An open API service indexing awesome lists of open source software.

https://github.com/7sedam7/krafna

Obsidion dataview plugin-like tool for command line.
https://github.com/7sedam7/krafna

Last synced: 9 months ago
JSON representation

Obsidion dataview plugin-like tool for command line.

Awesome Lists containing this project

README

          

# Krafna

[![codecov](https://codecov.io/gh/7sedam7/krafna/branch/main/graph/badge.svg)](https://codecov.io/gh/7sedam7/krafna)
![CodeRabbit Pull Request Reviews](https://img.shields.io/coderabbit/prs/github/7sedam7/krafna)
![Crates.io Version](https://img.shields.io/crates/v/krafna)
![Crates.io Total Downloads](https://img.shields.io/crates/d/krafna)

![Krafna is a CLI tool for SQL querying frontmatter data.
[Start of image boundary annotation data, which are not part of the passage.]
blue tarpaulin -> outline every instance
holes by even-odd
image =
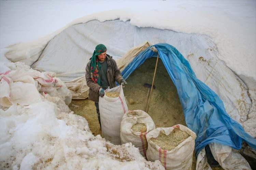
[[[206,85],[198,80],[187,61],[177,49],[166,44],[152,46],[158,51],[168,73],[177,88],[188,127],[195,132],[196,155],[213,142],[241,148],[245,141],[256,150],[256,139],[227,113],[222,101]],[[157,56],[151,47],[138,54],[122,71],[126,79],[145,61]]]

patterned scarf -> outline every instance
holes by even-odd
[[[95,47],[93,52],[90,66],[91,68],[91,80],[95,83],[100,86],[100,80],[99,79],[99,69],[101,67],[99,62],[98,62],[97,56],[106,51],[106,48],[103,44],[99,44]]]

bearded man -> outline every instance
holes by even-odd
[[[106,54],[107,49],[103,44],[96,46],[91,58],[87,64],[85,79],[90,88],[88,98],[95,102],[98,120],[101,128],[99,109],[99,98],[103,97],[104,90],[116,86],[116,81],[119,84],[127,83],[121,75],[116,63]]]

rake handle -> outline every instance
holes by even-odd
[[[157,58],[156,59],[156,67],[155,68],[155,72],[154,72],[154,75],[153,76],[153,81],[152,82],[152,86],[151,86],[151,89],[150,90],[150,100],[148,101],[148,104],[147,105],[147,107],[146,111],[145,112],[146,113],[148,111],[148,109],[149,108],[150,104],[150,101],[151,100],[151,97],[152,95],[152,91],[153,90],[153,86],[154,85],[154,82],[155,81],[155,77],[156,75],[156,68],[157,67],[157,63],[158,62],[158,58],[159,58],[159,54],[157,54]]]

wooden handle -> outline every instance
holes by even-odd
[[[148,101],[148,95],[149,95],[149,90],[150,88],[148,87],[147,93],[147,100],[146,101],[146,106],[145,106],[145,109],[144,109],[144,111],[145,111],[145,112],[146,112],[146,110],[147,109],[147,101]]]
[[[155,81],[155,76],[156,75],[156,68],[157,67],[157,63],[158,62],[158,58],[159,58],[159,54],[157,54],[157,58],[156,59],[156,67],[155,68],[155,72],[154,73],[154,75],[153,76],[153,81],[152,82],[152,86],[151,86],[151,89],[150,90],[150,100],[148,101],[148,104],[147,105],[147,107],[146,109],[145,112],[146,113],[148,111],[148,109],[149,108],[150,104],[150,101],[151,100],[151,97],[152,95],[152,91],[153,90],[153,86],[154,85],[154,82]]]

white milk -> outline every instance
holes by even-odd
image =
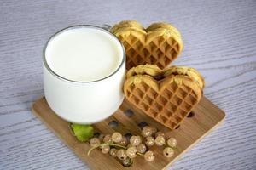
[[[122,47],[108,33],[90,27],[61,32],[45,49],[46,61],[59,76],[78,82],[100,80],[119,66]]]

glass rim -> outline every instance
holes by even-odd
[[[123,51],[123,56],[122,56],[122,60],[119,64],[119,65],[117,67],[117,69],[112,72],[111,74],[109,74],[108,76],[104,76],[102,78],[100,78],[100,79],[97,79],[97,80],[93,80],[93,81],[75,81],[75,80],[71,80],[69,78],[66,78],[59,74],[57,74],[55,71],[54,71],[50,67],[49,65],[48,65],[48,62],[46,60],[46,55],[45,55],[45,51],[46,51],[46,48],[49,45],[49,43],[55,37],[57,37],[59,34],[64,32],[64,31],[69,31],[69,30],[73,30],[73,29],[77,29],[77,28],[94,28],[94,29],[96,29],[96,30],[100,30],[100,31],[102,31],[106,33],[108,33],[108,35],[112,36],[114,39],[117,40],[117,42],[119,42],[120,46],[121,46],[121,48],[122,48],[122,51]],[[67,26],[66,28],[63,28],[60,31],[58,31],[57,32],[55,32],[55,34],[53,34],[46,42],[45,45],[44,46],[44,48],[43,48],[43,63],[44,63],[44,65],[45,66],[45,68],[48,70],[48,71],[49,71],[53,76],[55,76],[55,77],[62,80],[62,81],[67,81],[67,82],[77,82],[77,83],[89,83],[89,82],[100,82],[100,81],[102,81],[102,80],[105,80],[105,79],[108,79],[109,78],[110,76],[115,75],[119,70],[120,68],[123,66],[123,65],[125,64],[125,48],[124,48],[124,45],[123,43],[121,42],[120,40],[119,40],[119,38],[114,35],[113,34],[111,31],[109,31],[107,29],[104,29],[102,27],[100,27],[100,26],[93,26],[93,25],[75,25],[75,26]]]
Similar to Obsidian's Dataview plugin](demo.gif)

## Features

- Query Markdown files in a directory using SQL-like syntax
- Support for frontmatter data extraction
- Flexible output formats (TSV and JSON)
- Compatible with Neovim plugin [Perec](https://github.com/7sedam7/perec.nvim)

## Performance

Benchmarking on a base Mac mini M4 shows that Krafna can query:

- ~5000 files (without cache)
- ~100 000 files (with cache)

within ~100ms.

Caching is don with [bincode](https://github.com/bincode-org/bincode?tab=readme-ov-file).
Cache files are not crazy small, but not too big. I might consider compression in the future. (Currently ~250KB for ~100 files)
ONLY files that were modified since the last cache are parsed and re-cached.
Cache files are stored at:

- LINUX: $XDG_CACHE_HOME or $HOME/.cache/
- WINDOWS: {FOLDERID_LocalAppData}
- MAC: $HOME/Library/Caches

at `com/7sedam7/krafna`

Flamegraph is currently pointing to Pod (internal enum struct) deserialization as the biggest bottleneck.
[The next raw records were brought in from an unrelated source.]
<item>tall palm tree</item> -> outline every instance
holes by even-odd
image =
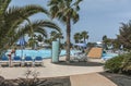
[[[79,21],[80,10],[79,3],[82,0],[49,0],[50,13],[52,19],[58,17],[67,25],[67,62],[70,61],[70,33],[71,21],[76,23]]]
[[[50,38],[52,41],[57,40],[57,32],[56,30],[51,30]]]
[[[80,42],[80,40],[82,39],[82,35],[80,33],[75,33],[73,38],[75,42]]]
[[[88,32],[86,30],[82,32],[82,38],[83,38],[83,42],[86,42],[85,39],[88,39]]]
[[[21,26],[31,15],[43,12],[48,14],[47,10],[39,5],[13,7],[8,5],[11,0],[0,0],[0,53],[13,45],[21,36],[29,33],[32,29],[46,36],[44,27],[55,28],[60,32],[58,25],[50,21],[35,21]]]

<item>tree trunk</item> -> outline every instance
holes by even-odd
[[[67,62],[70,62],[70,32],[71,32],[71,26],[70,26],[70,16],[67,17]]]

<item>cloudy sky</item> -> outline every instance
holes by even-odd
[[[40,4],[47,8],[48,0],[12,0],[12,5]],[[83,0],[81,2],[80,21],[72,25],[72,40],[74,33],[87,30],[88,41],[100,41],[104,35],[116,38],[121,22],[131,20],[131,0]],[[48,19],[44,14],[36,14],[32,20]],[[58,22],[59,23],[59,22]],[[59,23],[66,35],[66,26]]]

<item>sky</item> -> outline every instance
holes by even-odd
[[[12,0],[10,7],[23,7],[26,4],[39,4],[48,9],[49,0]],[[71,41],[73,35],[83,30],[88,32],[88,42],[102,41],[104,35],[116,38],[119,34],[120,23],[131,20],[131,0],[83,0],[80,3],[80,21],[71,26]],[[29,17],[31,20],[48,20],[41,13]],[[56,21],[55,21],[56,22]],[[66,25],[57,22],[66,36]]]

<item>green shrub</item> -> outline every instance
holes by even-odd
[[[122,61],[124,56],[114,57],[105,63],[105,69],[112,73],[121,72]]]
[[[121,67],[123,73],[131,74],[131,53],[124,56]]]
[[[107,60],[105,69],[112,73],[131,74],[131,53],[121,54]]]

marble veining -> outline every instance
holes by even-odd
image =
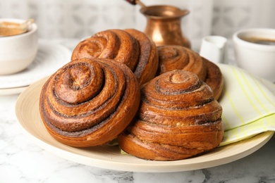
[[[61,43],[73,47],[67,41]],[[275,182],[275,137],[256,152],[236,161],[186,172],[122,172],[66,160],[42,149],[23,133],[14,111],[18,96],[0,96],[1,183]]]

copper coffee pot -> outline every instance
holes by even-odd
[[[190,48],[190,42],[181,30],[181,18],[188,10],[181,10],[172,6],[146,6],[139,0],[126,0],[131,4],[141,6],[140,13],[147,18],[145,33],[157,46],[176,44]]]

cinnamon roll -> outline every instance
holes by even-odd
[[[123,63],[134,72],[141,85],[155,76],[157,53],[155,43],[140,31],[106,30],[80,42],[71,59],[104,58]]]
[[[173,70],[192,72],[210,86],[215,99],[219,100],[224,87],[224,78],[216,65],[182,46],[161,46],[157,49],[159,68],[157,75]]]
[[[39,112],[58,141],[75,147],[104,144],[134,118],[140,90],[124,64],[104,58],[80,58],[58,70],[44,84]]]
[[[224,135],[222,108],[190,72],[166,72],[141,89],[139,111],[118,137],[126,153],[153,160],[185,159],[212,149]]]

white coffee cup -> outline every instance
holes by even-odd
[[[0,21],[23,23],[25,20],[0,19]],[[30,25],[25,33],[0,37],[0,75],[9,75],[25,69],[35,59],[37,52],[37,26]]]
[[[260,44],[257,40],[269,40],[270,44]],[[272,82],[275,82],[274,29],[241,30],[234,33],[233,42],[238,67]]]

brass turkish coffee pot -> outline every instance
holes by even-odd
[[[181,30],[181,18],[190,13],[188,10],[168,5],[146,6],[139,0],[126,1],[141,6],[140,13],[147,18],[144,32],[157,46],[173,44],[191,47],[190,41]]]

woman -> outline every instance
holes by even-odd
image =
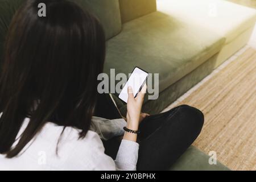
[[[65,0],[44,1],[47,16],[40,18],[40,2],[23,5],[6,39],[0,169],[167,169],[199,134],[201,112],[183,105],[156,115],[141,114],[144,86],[135,98],[130,88],[127,122],[93,117],[105,59],[102,28]],[[134,133],[142,120],[139,144]],[[114,160],[104,153],[101,139],[119,135]]]

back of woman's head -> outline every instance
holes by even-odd
[[[102,72],[105,37],[98,20],[73,2],[28,0],[9,28],[0,80],[0,153],[12,158],[49,118],[58,125],[89,129]],[[30,122],[12,147],[24,119]]]

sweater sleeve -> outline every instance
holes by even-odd
[[[138,151],[138,143],[122,140],[115,160],[117,170],[135,171]]]

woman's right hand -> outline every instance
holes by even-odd
[[[128,101],[127,103],[127,128],[138,130],[139,128],[141,108],[144,96],[147,90],[147,85],[144,85],[141,92],[134,98],[131,87],[128,87]],[[137,134],[125,132],[123,139],[136,142]]]

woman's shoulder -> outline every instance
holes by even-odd
[[[111,160],[105,155],[103,143],[96,133],[89,130],[84,138],[80,138],[80,131],[72,127],[66,127],[63,131],[63,126],[52,123],[46,125],[39,136],[45,138],[47,135],[47,139],[57,138],[54,142],[58,143],[57,158],[62,161],[59,160],[57,168],[60,162],[64,169],[91,170],[98,166],[98,159]]]

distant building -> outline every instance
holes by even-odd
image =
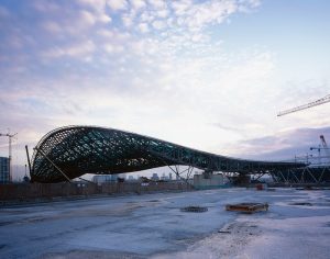
[[[133,176],[129,176],[129,181],[133,181],[134,177]]]
[[[117,174],[94,176],[91,181],[94,181],[95,183],[117,181]]]
[[[158,180],[160,180],[160,177],[158,177],[158,174],[157,174],[156,172],[153,173],[152,180],[153,180],[153,181],[158,181]]]
[[[0,183],[9,183],[9,159],[8,157],[0,157]]]

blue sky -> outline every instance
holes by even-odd
[[[0,131],[19,133],[18,165],[25,144],[73,124],[293,157],[329,134],[330,104],[276,117],[329,94],[329,12],[326,0],[0,0]]]

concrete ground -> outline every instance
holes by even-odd
[[[224,205],[267,202],[242,214]],[[204,213],[182,212],[188,205]],[[0,209],[0,258],[329,258],[330,191],[222,189]]]

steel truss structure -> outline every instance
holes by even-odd
[[[46,134],[34,148],[31,180],[62,182],[85,173],[116,174],[168,166],[205,171],[271,173],[302,162],[256,161],[219,156],[157,138],[97,126],[67,126]],[[174,168],[174,169],[173,169]]]
[[[330,182],[330,167],[305,167],[279,170],[271,173],[278,183],[326,183]]]

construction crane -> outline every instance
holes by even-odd
[[[282,111],[277,114],[277,116],[283,116],[283,115],[286,115],[286,114],[289,114],[289,113],[298,112],[298,111],[309,109],[309,108],[312,108],[312,106],[317,106],[317,105],[320,105],[320,104],[323,104],[323,103],[327,103],[327,102],[330,102],[330,94],[328,94],[328,95],[326,95],[326,97],[323,97],[319,100],[316,100],[314,102],[310,102],[310,103],[307,103],[307,104],[304,104],[304,105],[300,105],[300,106],[296,106],[296,108],[293,108],[293,109],[289,109],[289,110]]]
[[[8,167],[8,171],[9,171],[9,181],[11,182],[11,173],[12,173],[12,170],[11,170],[11,143],[12,143],[12,138],[18,135],[18,133],[15,134],[10,134],[10,133],[7,133],[7,134],[3,134],[3,133],[0,133],[0,137],[8,137],[9,138],[9,157],[8,157],[8,160],[9,160],[9,167]]]
[[[329,150],[328,144],[327,144],[326,138],[324,138],[323,135],[320,135],[320,139],[321,139],[321,144],[322,144],[322,146],[323,146],[323,148],[324,148],[324,150],[326,150],[326,155],[327,155],[327,157],[328,157],[327,160],[328,160],[328,162],[329,162],[329,160],[330,160],[330,150]]]

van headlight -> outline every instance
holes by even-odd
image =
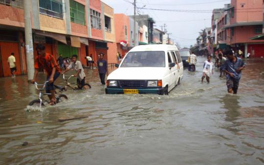
[[[109,86],[117,86],[117,81],[116,80],[110,80]]]
[[[157,86],[157,81],[156,80],[148,81],[148,87],[154,86]]]

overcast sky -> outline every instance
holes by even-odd
[[[102,0],[113,8],[115,13],[133,15],[133,0]],[[212,11],[224,7],[230,0],[136,0],[138,7],[157,9],[201,10],[187,12],[137,9],[140,14],[148,14],[155,21],[155,28],[167,25],[170,38],[179,43],[181,47],[194,45],[200,30],[211,27]],[[145,6],[146,5],[146,6]]]

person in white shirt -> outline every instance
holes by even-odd
[[[73,55],[71,57],[71,63],[66,68],[65,71],[62,71],[62,74],[64,74],[67,72],[70,69],[73,69],[77,71],[76,73],[74,75],[74,77],[77,77],[77,84],[79,89],[87,89],[87,87],[85,85],[85,73],[84,70],[82,66],[82,63],[79,61],[77,61],[78,56],[76,55]]]
[[[8,57],[7,62],[8,62],[8,65],[9,65],[9,68],[10,68],[12,77],[14,78],[16,77],[15,75],[15,72],[17,71],[17,66],[16,65],[16,58],[14,55],[15,54],[14,53],[11,53],[11,55]]]
[[[88,66],[89,68],[90,68],[91,66],[91,62],[92,61],[92,59],[90,56],[87,55],[86,60],[87,62],[87,66]]]
[[[210,82],[210,76],[211,74],[213,74],[213,66],[214,63],[211,61],[212,56],[207,56],[207,60],[204,62],[203,64],[203,70],[202,70],[202,77],[201,78],[202,83],[203,82],[203,79],[206,77],[206,81],[208,83]]]
[[[188,62],[189,62],[188,71],[190,72],[195,72],[195,65],[196,65],[196,55],[192,52],[188,58]]]

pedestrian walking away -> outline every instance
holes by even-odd
[[[86,61],[87,66],[88,66],[89,68],[90,68],[92,65],[92,59],[90,56],[87,55],[86,56]]]
[[[62,57],[62,54],[60,54],[60,57],[59,57],[57,61],[58,62],[58,63],[59,63],[59,64],[60,65],[60,68],[61,68],[61,69],[63,69],[64,64],[64,62],[63,62],[63,57]]]
[[[211,61],[212,56],[207,56],[207,60],[204,62],[203,64],[203,70],[202,70],[202,77],[201,78],[202,83],[203,82],[203,79],[206,77],[206,81],[208,83],[210,82],[210,76],[211,74],[213,74],[213,67],[214,63]]]
[[[77,77],[77,84],[79,89],[87,89],[87,87],[85,86],[85,73],[84,70],[82,66],[82,63],[79,61],[77,61],[78,56],[73,55],[71,57],[71,63],[68,66],[65,71],[62,72],[62,74],[67,72],[70,69],[74,69],[77,71],[76,73],[74,75],[74,77]]]
[[[99,54],[99,60],[97,62],[97,66],[98,67],[98,74],[102,85],[105,85],[105,79],[107,70],[107,62],[104,60],[105,55],[103,53]]]
[[[35,61],[35,73],[31,82],[34,83],[35,82],[39,73],[39,68],[43,68],[47,74],[47,81],[49,82],[46,86],[46,92],[51,94],[48,95],[50,100],[49,103],[54,105],[56,103],[56,101],[55,87],[53,83],[60,76],[61,70],[53,56],[46,53],[45,46],[42,44],[38,45],[36,50],[37,51],[38,56]]]
[[[12,74],[12,78],[16,77],[15,72],[17,71],[17,65],[16,65],[16,58],[14,56],[15,54],[11,53],[10,56],[8,57],[7,59],[7,62],[10,68],[11,73]]]
[[[223,67],[226,61],[226,58],[222,56],[222,54],[219,55],[219,62],[220,65],[220,77],[222,77],[222,75],[223,74]]]
[[[238,92],[242,75],[242,70],[244,69],[245,64],[242,59],[234,56],[232,51],[227,51],[226,54],[228,60],[224,63],[223,71],[226,73],[227,91],[229,93],[236,94]]]
[[[189,66],[188,70],[190,72],[195,72],[195,65],[196,65],[197,59],[196,55],[192,52],[192,54],[188,58],[188,62],[189,62]]]

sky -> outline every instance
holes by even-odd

`cargo bench` has been giving me weird results recently, I'm not expert at using it and did not want to spend too much time on it.
`gtime -v` might be less precise when it comes to miliseconds, but it seems to give more realistic results.

Run benchmarks: (you can change the number of files that will be generated in bench/query_benchmark.rs)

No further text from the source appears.